By Alexander W Chao and Weiren Chou (eds)
World Scientific
Also available at the CERN bookshop
Volume 7 of Reviews of Accelerator Science and Technology is dedicated to colliders and provides an in-depth panorama of the different technologies developed since the construction in the 1960s of the first three: AdA in Italy, CBX in the US, and VEP-1 in the then Soviet Union.
Colliders have been crucial for proving the validity of the Standard Model, and they still define the energy frontier in particle physics because at present no machine can overcome the current LHC limit of 13 TeV in the centre of mass.

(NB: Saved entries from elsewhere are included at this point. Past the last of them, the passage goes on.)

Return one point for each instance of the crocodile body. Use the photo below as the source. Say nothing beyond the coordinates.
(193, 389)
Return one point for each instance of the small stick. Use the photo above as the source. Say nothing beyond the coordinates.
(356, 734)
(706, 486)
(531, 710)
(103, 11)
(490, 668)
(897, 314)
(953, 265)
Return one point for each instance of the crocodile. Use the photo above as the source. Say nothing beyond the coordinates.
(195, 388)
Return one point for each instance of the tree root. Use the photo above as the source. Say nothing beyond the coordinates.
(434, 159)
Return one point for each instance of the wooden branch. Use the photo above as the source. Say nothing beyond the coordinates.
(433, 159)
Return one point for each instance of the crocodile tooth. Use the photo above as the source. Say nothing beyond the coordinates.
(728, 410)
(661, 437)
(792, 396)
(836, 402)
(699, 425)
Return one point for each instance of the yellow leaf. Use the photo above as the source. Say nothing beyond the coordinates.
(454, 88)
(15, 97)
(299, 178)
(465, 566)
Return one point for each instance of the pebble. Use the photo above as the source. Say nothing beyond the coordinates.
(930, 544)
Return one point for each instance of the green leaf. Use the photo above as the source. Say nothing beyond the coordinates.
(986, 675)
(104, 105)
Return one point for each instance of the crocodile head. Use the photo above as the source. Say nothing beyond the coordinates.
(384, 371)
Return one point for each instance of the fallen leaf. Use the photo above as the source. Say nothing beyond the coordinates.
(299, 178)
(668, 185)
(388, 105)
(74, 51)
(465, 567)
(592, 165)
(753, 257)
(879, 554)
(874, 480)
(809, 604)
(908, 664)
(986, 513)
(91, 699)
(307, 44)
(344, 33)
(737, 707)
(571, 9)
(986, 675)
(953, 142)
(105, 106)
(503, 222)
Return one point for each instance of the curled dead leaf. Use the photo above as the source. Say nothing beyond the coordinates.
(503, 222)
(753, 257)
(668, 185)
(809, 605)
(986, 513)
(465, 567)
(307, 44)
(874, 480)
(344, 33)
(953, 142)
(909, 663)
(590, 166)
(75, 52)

The book opens with an article by Burton Richter, a pioneer of high-energy colliders, who shares his viewpoint about their future. This is followed by contributions from leading experts worldwide, who discuss the characteristics, advantages and limits of machines that collide different types of particles. Proton–proton and proton–antiproton colliders are reviewed by Walter Scandale, electron–positron circular colliders by Katsunobu Oide, ion colliders by Wolfram Fischer and John M Jowett, and electron–proton and electron–ion colliders by Ilan Ben-zvi and Vadim Ptitsyn. Akira Yamamoto and Kaoru Yokoya then discuss linear colliders, Robert B Palmer muon colliders, and Jeffrey Gronberg photon colliders.

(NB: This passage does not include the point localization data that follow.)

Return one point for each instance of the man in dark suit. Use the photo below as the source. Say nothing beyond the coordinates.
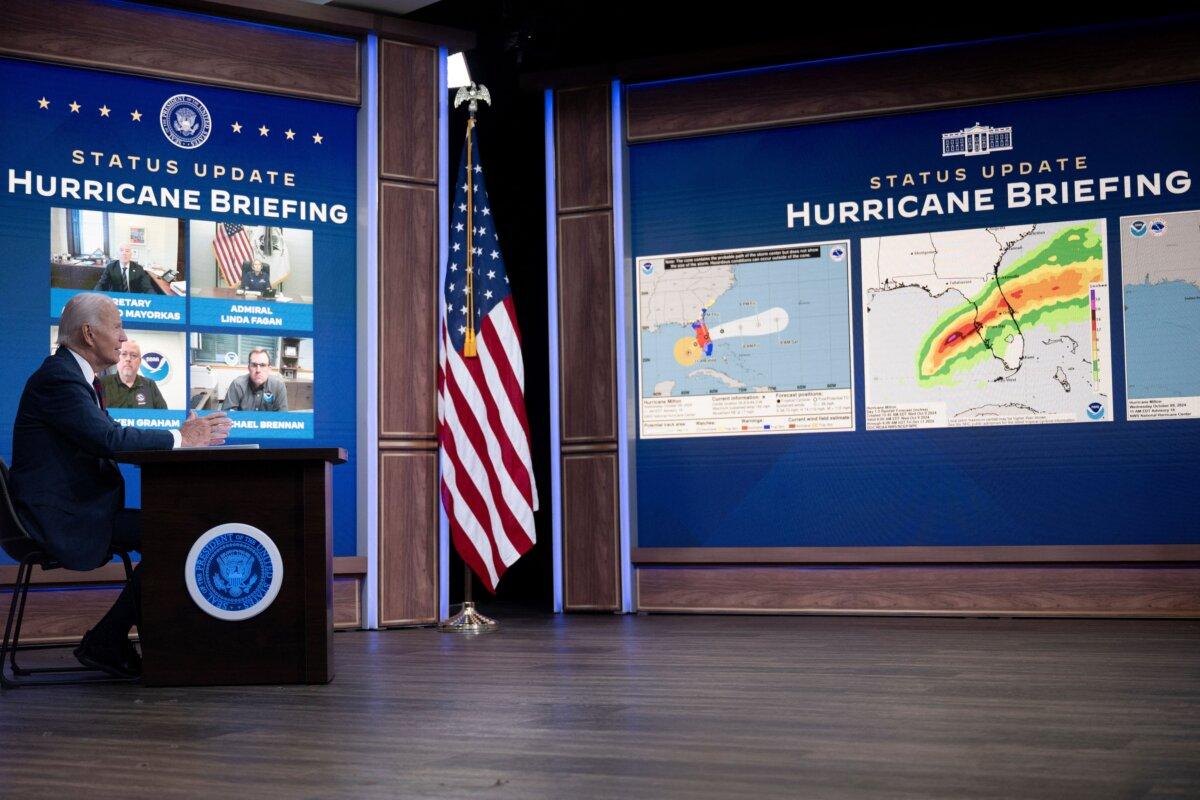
(125, 275)
(64, 480)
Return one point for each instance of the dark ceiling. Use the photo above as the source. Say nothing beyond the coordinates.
(653, 40)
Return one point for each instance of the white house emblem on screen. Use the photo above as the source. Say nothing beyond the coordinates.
(977, 140)
(185, 121)
(233, 571)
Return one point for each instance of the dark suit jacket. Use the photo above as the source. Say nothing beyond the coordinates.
(65, 483)
(111, 280)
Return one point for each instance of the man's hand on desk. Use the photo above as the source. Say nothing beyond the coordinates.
(205, 431)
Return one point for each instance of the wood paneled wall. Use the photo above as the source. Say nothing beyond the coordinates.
(1068, 581)
(408, 334)
(587, 312)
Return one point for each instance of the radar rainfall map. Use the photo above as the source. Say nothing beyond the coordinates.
(987, 326)
(1161, 271)
(753, 341)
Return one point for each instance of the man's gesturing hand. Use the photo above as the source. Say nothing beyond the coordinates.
(202, 431)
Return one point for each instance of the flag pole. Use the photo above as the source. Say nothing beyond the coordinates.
(468, 620)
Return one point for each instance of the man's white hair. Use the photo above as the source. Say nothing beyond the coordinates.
(85, 308)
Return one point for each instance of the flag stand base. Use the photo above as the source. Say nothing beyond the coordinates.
(468, 620)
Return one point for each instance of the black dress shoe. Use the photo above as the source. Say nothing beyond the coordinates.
(118, 659)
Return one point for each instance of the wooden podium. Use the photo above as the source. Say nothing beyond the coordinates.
(283, 494)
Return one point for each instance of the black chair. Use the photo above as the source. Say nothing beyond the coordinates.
(28, 553)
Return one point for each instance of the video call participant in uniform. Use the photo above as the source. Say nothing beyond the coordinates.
(65, 483)
(127, 389)
(125, 275)
(256, 276)
(258, 390)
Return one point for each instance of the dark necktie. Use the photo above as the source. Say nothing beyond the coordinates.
(100, 392)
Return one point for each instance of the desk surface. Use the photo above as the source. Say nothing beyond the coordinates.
(187, 456)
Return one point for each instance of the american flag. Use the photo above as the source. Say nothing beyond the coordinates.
(232, 247)
(487, 486)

A section of the book is dedicated to the accelerator physics that form the basis of the design of these machines. In particular, Frank Zimmermann provides a general overview of collider-beam physics, while Eugene Levichev goes into more detail discussing the technologies for circular colliders.

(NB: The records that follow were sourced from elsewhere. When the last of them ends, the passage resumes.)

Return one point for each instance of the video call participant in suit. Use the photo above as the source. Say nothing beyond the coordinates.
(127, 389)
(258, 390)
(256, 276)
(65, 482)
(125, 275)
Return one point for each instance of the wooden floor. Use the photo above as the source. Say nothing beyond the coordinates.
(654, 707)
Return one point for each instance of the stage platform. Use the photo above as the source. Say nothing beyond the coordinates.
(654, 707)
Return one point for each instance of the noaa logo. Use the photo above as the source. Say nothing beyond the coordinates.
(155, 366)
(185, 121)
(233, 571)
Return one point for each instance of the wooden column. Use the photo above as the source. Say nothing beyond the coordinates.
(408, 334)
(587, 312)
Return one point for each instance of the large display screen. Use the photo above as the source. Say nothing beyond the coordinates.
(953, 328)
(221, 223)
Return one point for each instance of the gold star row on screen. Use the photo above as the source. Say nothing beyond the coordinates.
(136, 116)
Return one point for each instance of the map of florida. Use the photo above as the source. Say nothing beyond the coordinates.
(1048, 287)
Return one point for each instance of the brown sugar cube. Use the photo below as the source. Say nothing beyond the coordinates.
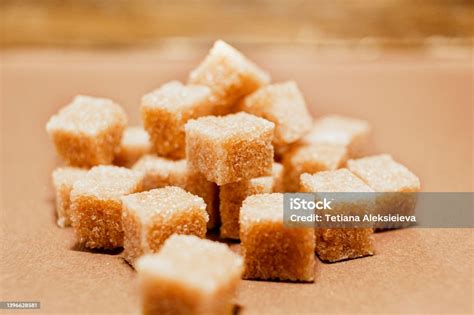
(336, 244)
(198, 185)
(283, 104)
(353, 133)
(229, 75)
(395, 184)
(230, 148)
(271, 250)
(150, 217)
(63, 180)
(160, 172)
(189, 275)
(311, 159)
(166, 110)
(232, 195)
(96, 206)
(135, 143)
(277, 176)
(87, 132)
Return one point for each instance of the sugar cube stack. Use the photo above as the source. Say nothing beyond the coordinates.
(230, 148)
(272, 251)
(355, 134)
(87, 132)
(284, 105)
(150, 217)
(232, 195)
(134, 144)
(96, 206)
(335, 244)
(205, 159)
(63, 181)
(166, 110)
(311, 158)
(229, 75)
(189, 275)
(395, 184)
(160, 172)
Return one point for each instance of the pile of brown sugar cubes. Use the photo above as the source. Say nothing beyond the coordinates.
(206, 160)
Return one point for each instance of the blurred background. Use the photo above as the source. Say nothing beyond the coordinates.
(441, 27)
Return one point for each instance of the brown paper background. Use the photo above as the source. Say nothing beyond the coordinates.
(421, 111)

The volume concludes with an article by Kwang-Je Kim, Robert J Budnitz and Herman Winick on the life of Andy Sessler, an accelerator physicist considered by his colleagues as an inspiring figure.
Comprehensive and containing contributions by high-profile experts, this book will be a good resource for students, physicists and engineers willing to learn about colliders and accelerator physics.